Thanks to the power of high-resolution 360-degree cameras and 3D compositing technology, production companies can produce full commercials for new cars before any model ever makes it off the line.
As explained in an Insta360 blog post, production companies can use a car-mounted 360-degree camera — in this case, an Insta360 Pro 2 that shoots in up to 8K resolution — to fully capture a car commercial before the target vehicle is even ready to be driven.
It’s hard to tell when this technique is being deployed because when it’s done correctly, the viewer likely won’t be able to tell if the car is there or not.
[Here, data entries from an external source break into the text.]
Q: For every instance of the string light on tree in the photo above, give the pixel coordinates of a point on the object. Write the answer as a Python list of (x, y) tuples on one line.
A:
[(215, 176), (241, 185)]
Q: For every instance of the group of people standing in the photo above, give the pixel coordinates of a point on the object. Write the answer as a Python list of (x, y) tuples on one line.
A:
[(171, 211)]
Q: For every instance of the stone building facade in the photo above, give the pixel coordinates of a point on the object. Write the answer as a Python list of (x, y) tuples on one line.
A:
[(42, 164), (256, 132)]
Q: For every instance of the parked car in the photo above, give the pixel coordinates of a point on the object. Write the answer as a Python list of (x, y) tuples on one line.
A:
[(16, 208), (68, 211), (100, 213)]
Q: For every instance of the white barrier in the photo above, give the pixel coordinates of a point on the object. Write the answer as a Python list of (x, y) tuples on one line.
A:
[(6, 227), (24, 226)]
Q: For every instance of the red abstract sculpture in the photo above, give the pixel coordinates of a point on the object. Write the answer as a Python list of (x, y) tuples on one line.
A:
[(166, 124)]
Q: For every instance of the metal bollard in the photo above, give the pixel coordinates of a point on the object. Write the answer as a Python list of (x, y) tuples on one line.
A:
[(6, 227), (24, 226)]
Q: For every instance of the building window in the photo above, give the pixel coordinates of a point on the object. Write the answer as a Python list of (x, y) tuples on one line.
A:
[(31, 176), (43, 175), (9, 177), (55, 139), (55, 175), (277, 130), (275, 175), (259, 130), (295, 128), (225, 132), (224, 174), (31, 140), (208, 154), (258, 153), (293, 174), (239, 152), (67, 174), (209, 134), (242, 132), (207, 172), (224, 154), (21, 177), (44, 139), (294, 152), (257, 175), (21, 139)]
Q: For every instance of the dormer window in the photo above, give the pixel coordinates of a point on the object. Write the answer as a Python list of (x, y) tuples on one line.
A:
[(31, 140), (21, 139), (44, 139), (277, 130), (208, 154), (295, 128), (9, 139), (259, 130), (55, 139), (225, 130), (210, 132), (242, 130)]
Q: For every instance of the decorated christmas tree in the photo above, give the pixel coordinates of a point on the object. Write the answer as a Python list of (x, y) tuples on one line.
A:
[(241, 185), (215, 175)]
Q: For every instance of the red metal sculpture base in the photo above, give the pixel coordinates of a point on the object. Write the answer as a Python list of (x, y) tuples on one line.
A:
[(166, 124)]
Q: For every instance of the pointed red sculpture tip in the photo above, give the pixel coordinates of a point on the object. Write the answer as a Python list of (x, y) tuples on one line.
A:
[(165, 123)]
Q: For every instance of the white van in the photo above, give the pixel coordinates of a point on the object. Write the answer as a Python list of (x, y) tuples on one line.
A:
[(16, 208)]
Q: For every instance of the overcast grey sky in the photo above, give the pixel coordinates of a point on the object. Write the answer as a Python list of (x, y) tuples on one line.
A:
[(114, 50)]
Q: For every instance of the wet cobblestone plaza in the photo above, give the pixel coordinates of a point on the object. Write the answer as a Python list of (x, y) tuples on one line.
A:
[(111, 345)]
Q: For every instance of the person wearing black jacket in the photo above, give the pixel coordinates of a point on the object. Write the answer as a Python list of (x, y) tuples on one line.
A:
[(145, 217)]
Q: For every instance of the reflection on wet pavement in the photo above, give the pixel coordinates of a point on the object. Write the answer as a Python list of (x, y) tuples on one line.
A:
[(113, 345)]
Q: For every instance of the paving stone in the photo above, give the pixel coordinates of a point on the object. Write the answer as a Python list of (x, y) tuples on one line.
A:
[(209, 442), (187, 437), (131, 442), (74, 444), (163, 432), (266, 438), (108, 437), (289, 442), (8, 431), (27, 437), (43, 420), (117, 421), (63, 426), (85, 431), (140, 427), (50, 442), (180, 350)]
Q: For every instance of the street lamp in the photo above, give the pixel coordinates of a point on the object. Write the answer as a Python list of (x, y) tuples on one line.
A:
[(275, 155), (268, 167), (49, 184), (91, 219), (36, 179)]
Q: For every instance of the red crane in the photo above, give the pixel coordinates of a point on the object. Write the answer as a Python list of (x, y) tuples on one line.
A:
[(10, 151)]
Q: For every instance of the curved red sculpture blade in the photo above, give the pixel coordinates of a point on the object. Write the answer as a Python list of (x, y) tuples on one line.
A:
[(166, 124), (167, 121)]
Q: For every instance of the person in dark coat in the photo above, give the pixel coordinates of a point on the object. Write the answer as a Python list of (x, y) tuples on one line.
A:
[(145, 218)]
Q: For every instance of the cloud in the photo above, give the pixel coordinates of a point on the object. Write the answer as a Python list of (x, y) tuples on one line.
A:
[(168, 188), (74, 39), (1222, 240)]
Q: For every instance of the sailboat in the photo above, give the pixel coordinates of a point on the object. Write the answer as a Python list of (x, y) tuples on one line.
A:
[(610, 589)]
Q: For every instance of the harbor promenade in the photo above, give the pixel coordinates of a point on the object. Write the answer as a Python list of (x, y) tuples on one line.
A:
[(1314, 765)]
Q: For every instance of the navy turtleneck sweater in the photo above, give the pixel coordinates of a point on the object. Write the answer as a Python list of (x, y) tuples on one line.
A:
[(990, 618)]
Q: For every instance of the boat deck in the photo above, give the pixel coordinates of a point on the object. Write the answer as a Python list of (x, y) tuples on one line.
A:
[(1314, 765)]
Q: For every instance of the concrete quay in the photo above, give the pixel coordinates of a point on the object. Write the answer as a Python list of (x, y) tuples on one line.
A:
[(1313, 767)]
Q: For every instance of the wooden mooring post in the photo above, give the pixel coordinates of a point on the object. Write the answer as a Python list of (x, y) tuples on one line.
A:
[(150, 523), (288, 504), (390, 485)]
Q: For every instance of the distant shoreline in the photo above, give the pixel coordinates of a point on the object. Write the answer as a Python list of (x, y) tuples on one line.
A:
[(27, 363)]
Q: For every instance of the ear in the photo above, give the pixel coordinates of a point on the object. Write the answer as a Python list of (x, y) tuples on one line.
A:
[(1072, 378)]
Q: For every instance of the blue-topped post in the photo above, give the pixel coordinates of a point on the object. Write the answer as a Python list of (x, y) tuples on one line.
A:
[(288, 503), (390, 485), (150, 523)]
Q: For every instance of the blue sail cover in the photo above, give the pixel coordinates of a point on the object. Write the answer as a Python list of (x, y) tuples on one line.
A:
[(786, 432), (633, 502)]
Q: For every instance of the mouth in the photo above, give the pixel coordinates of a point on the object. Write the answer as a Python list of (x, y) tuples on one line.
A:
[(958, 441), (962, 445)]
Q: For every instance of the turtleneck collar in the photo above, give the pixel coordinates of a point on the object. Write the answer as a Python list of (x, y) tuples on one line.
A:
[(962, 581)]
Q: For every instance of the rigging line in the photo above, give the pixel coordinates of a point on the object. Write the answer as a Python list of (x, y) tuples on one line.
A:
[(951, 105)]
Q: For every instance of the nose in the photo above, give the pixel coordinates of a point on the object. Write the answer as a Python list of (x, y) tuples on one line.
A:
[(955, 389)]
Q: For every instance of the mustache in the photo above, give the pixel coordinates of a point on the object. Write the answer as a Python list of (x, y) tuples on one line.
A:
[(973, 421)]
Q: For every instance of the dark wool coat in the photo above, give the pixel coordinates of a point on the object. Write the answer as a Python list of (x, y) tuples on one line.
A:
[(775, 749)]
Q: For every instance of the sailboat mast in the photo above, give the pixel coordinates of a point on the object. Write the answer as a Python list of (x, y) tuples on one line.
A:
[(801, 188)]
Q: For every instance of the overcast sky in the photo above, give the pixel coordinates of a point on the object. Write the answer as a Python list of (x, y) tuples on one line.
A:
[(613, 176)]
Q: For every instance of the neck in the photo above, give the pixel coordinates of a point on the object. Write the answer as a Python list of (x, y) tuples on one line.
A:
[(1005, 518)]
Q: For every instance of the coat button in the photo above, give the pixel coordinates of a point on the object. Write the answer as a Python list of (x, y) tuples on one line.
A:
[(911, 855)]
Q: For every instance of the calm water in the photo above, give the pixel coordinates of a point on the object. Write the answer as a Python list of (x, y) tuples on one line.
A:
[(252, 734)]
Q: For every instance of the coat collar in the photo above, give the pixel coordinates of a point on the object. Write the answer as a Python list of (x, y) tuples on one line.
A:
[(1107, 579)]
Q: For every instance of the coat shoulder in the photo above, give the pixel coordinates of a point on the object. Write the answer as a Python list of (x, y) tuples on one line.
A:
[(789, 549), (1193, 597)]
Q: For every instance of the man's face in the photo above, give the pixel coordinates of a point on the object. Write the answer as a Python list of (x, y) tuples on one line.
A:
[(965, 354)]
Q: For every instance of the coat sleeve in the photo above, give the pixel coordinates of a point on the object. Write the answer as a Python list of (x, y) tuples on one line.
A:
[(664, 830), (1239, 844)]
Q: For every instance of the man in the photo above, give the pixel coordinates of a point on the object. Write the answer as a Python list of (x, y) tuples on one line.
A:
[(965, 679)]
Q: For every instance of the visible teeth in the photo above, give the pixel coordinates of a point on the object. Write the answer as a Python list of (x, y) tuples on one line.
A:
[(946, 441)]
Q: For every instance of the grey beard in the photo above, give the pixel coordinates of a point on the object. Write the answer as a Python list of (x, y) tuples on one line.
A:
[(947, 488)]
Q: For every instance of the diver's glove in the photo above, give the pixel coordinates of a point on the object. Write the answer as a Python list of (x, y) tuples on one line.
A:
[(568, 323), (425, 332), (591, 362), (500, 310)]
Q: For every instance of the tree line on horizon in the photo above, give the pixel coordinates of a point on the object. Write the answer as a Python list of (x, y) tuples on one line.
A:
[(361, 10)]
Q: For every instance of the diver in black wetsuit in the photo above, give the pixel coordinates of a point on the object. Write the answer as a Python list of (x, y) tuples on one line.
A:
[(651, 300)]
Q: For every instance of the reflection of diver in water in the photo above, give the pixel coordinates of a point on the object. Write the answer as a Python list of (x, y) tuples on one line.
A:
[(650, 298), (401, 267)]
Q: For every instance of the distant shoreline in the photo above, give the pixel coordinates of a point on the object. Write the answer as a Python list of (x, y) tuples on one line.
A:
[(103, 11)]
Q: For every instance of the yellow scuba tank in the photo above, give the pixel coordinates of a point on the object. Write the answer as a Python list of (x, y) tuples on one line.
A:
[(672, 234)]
In this particular example, production company Harvest uses the Insta360 Pro 2 attached to the top of their “dummy” vehicle, and, because the camera can provide an unobstructed view of the surrounding area, the production team is able to track all the necessary shots and replace the dummy stand-in car with a 3D render of the desired vehicle. They are able to sync the 360-degree plates with 3D-generated graphics to create a finished render that looks like the real thing.
“To integrate a 3D model in a filmed environment, one needs to match the filmed environment as closely as possible. As we move through the environment while filming, the 3D environment needs to behave convincingly,” Florian Arlart, the founder and managing director of Harvest, says.
Arlart says that recreating a perfect match of a filmed environment would typically be extremely time-consuming.
“Even scanning the environment, creating a 3D version of the environment on the fly, is only partially possible at the moment — it’s just an overwhelming amount of data, and endless hours of editing,” he says.
“Luckily, one can capture a 360 image, or a 360 video in our case, of the filmed environment. This immersive image/video can then be projected onto a 3D sphere.”
In the center of that sphere is the 3D model, which in this case is a stand-in car.
“This solution is very lightweight, integrates the model nicely and the lighting and reflections of the environment on the 3D model are realistic. If the car passes a bright red house in the film, for example, this house will be reflected in the model, most notably in the paint and windows,” Arlart adds.
The dummy vehicle seats two Harvest employees: a driver and an operator for the virtual reality (VR) system. The dummy vehicle gets filmed in the shot while the 360 degree camera takes care of the surroundings.
“In post, we tracked all the necessary shots, replaced the stand-in vehicle with the desired 3D car and synced the 360 plate with the filmed backplate. Once we’ve fine-tuned all of the 3D elements, we render! That’s it. Enjoy the outcome and convince yourself of the brilliance,” Arlart says.
“Without a VR camera, there isn’t much you can do. Rebuilding a dummy-version of the environment in 3D, creating custom lighting as best as you can, using a static HDR if possible. It could still look decent, but it would be a lot of work for little payoff.”
Arlart says that prior to this project, called “Road to Diversity,” his team tried similar approaches with multiple GoPros or other VR cameras, but they ran into issues with needing to do extensive fixing in post and the resolution wasn’t ideal.
While clearly designed as a testimonial for Insta360’s 8K Pro 2 camera, the idea and execution are still impressive and give a behind-the-scenes look at how the commercial car industry works. The finished video is so realistic that it might just make it difficult to believe any car commercial is actually real.